Trump may have defamed E. Jean Carroll again, one day after posting a $91.6 million bond for last case

Former President Donald Trump on Saturday stood by his 2019 statement that writer E. Jean Carroll made a “totally false accusation” against him, despite similar claims resulting in him losing a defamation case in January. 

Campaigning at a rally in Rome, Georgia, Trump referenced the $91.6 million bond he posted on March 8, three days before his deadline to pay $83.3 million in damages to Carroll for defaming her in statements he made as president after denying her accusation that he’d raped her in a department store dressing room in the 1990s. 
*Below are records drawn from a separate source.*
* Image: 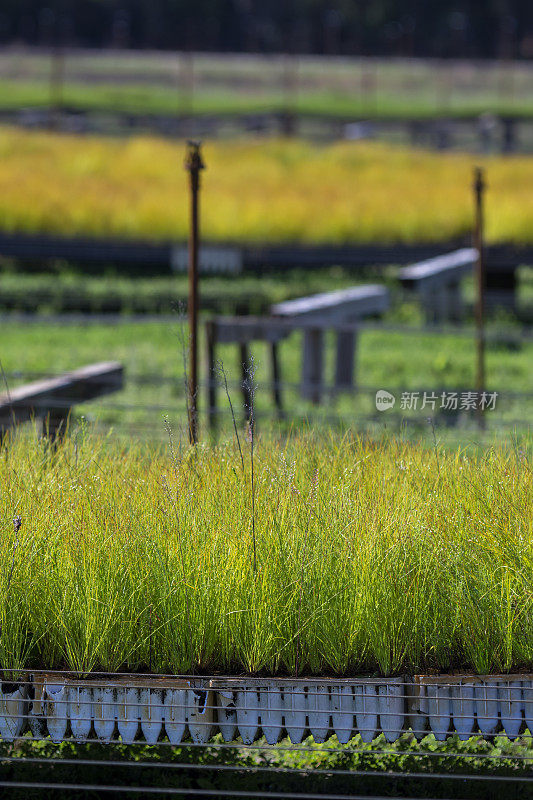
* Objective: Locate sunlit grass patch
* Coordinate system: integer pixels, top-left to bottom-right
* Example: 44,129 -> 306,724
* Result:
0,430 -> 533,675
0,128 -> 533,243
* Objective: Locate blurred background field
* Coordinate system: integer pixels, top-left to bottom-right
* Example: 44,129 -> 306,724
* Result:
0,47 -> 533,118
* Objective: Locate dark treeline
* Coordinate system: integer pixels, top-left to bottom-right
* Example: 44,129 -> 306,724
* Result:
0,0 -> 533,58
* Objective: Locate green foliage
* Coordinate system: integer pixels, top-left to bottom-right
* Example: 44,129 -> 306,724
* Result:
0,430 -> 533,675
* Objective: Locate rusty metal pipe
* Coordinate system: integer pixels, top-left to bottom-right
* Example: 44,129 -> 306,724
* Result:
473,167 -> 486,429
185,142 -> 205,444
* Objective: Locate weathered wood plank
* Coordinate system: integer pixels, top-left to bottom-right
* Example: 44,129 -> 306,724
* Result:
0,361 -> 123,429
270,284 -> 390,325
210,317 -> 291,344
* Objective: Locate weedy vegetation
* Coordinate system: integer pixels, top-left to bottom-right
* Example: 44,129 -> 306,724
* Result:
0,428 -> 533,675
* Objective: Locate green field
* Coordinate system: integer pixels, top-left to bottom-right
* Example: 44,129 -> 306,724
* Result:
0,49 -> 533,118
0,314 -> 533,442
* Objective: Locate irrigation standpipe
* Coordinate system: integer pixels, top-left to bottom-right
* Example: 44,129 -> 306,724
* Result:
185,142 -> 205,444
473,167 -> 486,429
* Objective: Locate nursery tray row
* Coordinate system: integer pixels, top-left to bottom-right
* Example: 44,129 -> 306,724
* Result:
0,672 -> 533,745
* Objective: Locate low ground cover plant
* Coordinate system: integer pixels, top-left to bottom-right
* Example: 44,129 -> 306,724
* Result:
0,128 -> 533,244
0,428 -> 533,675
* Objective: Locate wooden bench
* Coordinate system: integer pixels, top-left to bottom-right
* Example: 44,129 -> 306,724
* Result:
0,361 -> 123,441
270,285 -> 390,403
399,247 -> 477,324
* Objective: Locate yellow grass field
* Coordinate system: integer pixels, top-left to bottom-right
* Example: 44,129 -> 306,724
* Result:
0,128 -> 533,243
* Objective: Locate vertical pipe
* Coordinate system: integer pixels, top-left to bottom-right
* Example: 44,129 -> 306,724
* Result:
473,167 -> 485,429
185,142 -> 205,444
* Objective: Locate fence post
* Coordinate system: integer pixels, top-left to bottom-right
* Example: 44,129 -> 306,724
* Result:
185,142 -> 205,444
473,167 -> 485,429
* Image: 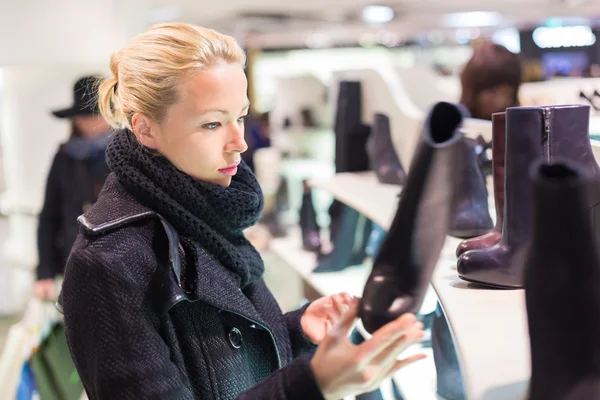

Carroll first came forward in 2019 with sexual assault claims against Trump before another civil trial in May 2023, where a New York jury found that the former president sexually abused Carroll but didn’t rape her.

“I just posted a $91 million bond, $91 million on a fake story, totally made-up story,” Trump said, adding that the judgment was, “based on false accusations made about me by a woman that I knew nothing about, didn’t know, never heard of, I know nothing about her.”

The 77-year-old made similar remarks in a June 22, 2019, statement, MSNBC legal correspondent Lisa Rubin posted on X on Saturday, including a document of Trump’s denial of knowing “who this woman is.”

“She wrote a book, she said things, and when I denied it, I said, ‘It’s so crazy, it’s false,’ I get sued for defamation,” Trump said on Saturday before referring to New York’s Adult Survivors Act, which lifted the state’s statute of limitations for one year, allowing survivors of sexual assault to sue no matter how long ago the alleged abuse happened.

“They changed the law that allowed women to go back, like unlimited … then she went back and she said, mid-90s maybe, I have no idea,” he said.

On top of the $83.3 million in damages is a $5 million sexual abuse and defamation verdict that Carroll won against Trump last year. In February, the former president was also ordered to pay $464 million in damages for a separate fraud case against Trump and top executives at his company — he plans to appeal all three verdicts.

Trump also shared his concerns about Lewis Kaplan, the federal judge who denied his request to delay the defamation judgment, calling him a “Trump-deranged, angry man.”

Both Carroll’s legal team and the Trump campaign did not immediately respond to CNBC’s request for comment.